Abstract:
Banking sector enjoys loin share in financial sector of Pakistan and plays pivotal role in
financial intermediation. Considering the dominant share of banks in financial sector, we
analyzed the association between bank-based financial development and economic
growth in Pakistan. Banking deregulations have been implementing in Pakistan banking
sector since 1991 in order to improve the performance of the banking sector with the
realization that more efficient banking sector is beneficial to channelize the financial
resources optimally. During recent past, numerous banking reforms have been
implemented in this sector. Considering these facts, this study examined banking
efficiency and productivity during recent banking deregulations era.

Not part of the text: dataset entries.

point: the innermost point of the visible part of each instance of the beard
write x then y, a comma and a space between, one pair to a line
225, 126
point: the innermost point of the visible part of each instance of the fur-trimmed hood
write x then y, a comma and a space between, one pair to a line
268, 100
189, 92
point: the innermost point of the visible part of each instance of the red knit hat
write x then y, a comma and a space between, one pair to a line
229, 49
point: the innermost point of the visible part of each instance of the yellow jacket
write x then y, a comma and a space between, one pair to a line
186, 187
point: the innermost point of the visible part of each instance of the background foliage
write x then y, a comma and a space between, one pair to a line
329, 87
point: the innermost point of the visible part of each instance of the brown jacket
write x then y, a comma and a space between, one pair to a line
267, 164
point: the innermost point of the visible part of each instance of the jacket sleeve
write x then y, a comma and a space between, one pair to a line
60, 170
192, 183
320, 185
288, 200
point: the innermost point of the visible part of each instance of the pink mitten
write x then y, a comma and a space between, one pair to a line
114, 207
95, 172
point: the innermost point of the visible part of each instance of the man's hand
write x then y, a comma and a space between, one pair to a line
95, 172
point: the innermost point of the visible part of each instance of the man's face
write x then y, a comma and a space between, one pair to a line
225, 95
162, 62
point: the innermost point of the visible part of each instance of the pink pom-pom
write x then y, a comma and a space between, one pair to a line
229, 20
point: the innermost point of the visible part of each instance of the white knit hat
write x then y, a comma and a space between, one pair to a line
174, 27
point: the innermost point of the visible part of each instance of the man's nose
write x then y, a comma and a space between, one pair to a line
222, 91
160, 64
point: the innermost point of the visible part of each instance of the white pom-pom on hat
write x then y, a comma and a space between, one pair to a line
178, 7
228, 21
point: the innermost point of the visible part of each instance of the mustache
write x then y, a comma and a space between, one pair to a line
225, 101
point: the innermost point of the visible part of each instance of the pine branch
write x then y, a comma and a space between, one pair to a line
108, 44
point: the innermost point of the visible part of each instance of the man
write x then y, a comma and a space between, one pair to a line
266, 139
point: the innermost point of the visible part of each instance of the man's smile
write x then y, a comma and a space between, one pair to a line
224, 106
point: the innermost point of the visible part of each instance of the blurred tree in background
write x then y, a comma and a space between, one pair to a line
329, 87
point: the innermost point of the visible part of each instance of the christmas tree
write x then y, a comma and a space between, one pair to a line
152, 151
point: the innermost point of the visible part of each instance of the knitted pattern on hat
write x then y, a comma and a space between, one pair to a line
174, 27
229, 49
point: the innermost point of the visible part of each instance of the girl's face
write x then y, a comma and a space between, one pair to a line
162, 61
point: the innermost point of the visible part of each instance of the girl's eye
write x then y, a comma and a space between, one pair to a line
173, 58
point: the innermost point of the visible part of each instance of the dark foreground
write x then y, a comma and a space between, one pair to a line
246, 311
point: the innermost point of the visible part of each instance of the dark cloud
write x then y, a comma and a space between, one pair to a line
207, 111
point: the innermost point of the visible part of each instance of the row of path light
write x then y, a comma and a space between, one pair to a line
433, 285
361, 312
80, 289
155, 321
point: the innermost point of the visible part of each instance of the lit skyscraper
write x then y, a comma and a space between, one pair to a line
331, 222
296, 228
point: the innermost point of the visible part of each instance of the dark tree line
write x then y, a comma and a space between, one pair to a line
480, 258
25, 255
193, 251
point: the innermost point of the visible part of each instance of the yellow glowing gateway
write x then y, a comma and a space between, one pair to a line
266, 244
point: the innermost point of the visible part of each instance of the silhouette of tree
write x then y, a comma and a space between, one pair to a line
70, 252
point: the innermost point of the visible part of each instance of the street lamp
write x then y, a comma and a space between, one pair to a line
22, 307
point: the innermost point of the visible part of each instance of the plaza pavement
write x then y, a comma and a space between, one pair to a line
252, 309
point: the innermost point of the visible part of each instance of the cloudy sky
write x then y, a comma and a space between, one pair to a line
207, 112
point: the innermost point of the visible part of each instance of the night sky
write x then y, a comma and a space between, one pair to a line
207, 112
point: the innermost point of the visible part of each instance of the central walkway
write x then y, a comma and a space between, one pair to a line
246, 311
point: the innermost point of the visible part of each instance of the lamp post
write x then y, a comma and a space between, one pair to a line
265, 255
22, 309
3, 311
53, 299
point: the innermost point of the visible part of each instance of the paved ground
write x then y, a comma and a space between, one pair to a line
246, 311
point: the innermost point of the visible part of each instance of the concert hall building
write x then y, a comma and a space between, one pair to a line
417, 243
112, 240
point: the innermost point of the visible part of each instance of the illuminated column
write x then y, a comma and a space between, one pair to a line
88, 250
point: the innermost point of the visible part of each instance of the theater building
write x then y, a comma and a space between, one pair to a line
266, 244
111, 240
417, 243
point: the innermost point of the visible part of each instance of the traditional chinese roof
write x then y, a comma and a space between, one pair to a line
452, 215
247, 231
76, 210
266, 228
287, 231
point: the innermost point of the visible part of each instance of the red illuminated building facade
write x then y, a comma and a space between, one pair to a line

Moreover, this study
also evaluated the determinants of banking efficiency particularly the contagion effect of
global
financial
crisis
on
banking
efficiency.
To
find
out
financial
intermediation/development and economic growth nexus in Pakistan, this study used
annual data from 1973 to 2009. Three different measures of financial development
namely; ratios of M2/GDP, assets of banks/assets of banks plus SBP and banking sector
private credit/GDP are selected. Considering the nature of the data, time series
econometric techniques are exercised. Autoregressive Distributed Lag (ARDL) approach
to cointegration is used to assess long run and short run relationship. The empirical
findings highlight that bank-based financial development exerts positive on economic
growth in long run when one out of three indicators of financial development – ratio of
schedule banks’ assets to assets of scheduled banks plus assets of SBP, is used as an
explanatory variable. There is no constructive role of financial development for economic
growth of this country in the short run. This shows that there is weak supply-leading role
of financial development in Pakistan in the long run. Furthermore economic growth
positively contributes to economic growth in the long run when M2/GDP is used as a
measure of financial development, out of three measures. Hence, there is also weak
support for demand following hypothesis regarding finance – growth nexus for Pakistan
in the long run. This study also examined technical, pure technical and scale efficiency of
Pakistan banking sector during the period 2004–2009 by using non-parametric technique
– DEA. It is found that technical efficiency of this banking sector reduced during the
middle period i.e. in the years 2006 and 2007 but increasing trend prevailed in the
subsequent years. Scale inefficiency is the major reason for decreasing trend in technical
efficiency during 2006 and 2007 whereas pure technical efficiency remained ahead and
almost perpetuated throughout the analysis period. It can be concluded that in post
reforms periods, technical efficiency fluctuated in the middle period and once again
acquired increasing trend. This study also found that banking efficiency is sensitive to the
existing domestic macro-economic situation. The empirical analysis shows that banking
industry of this country remained safe from negative contagion effect of recent global
financial crisis. Moreover, diversification in banking income, market share with respect
to deposits and issuance of loans are positively associated with banking efficiency. In
addition to that, we evaluated productivity change in Pakistan banking sector during the
period 2004 – 2009 by using Malmquist productivity change indices. Empirical results
highlighted progressive trend in banking productivity during the analysis period and
efficiency change played constructive role in banking productivity change.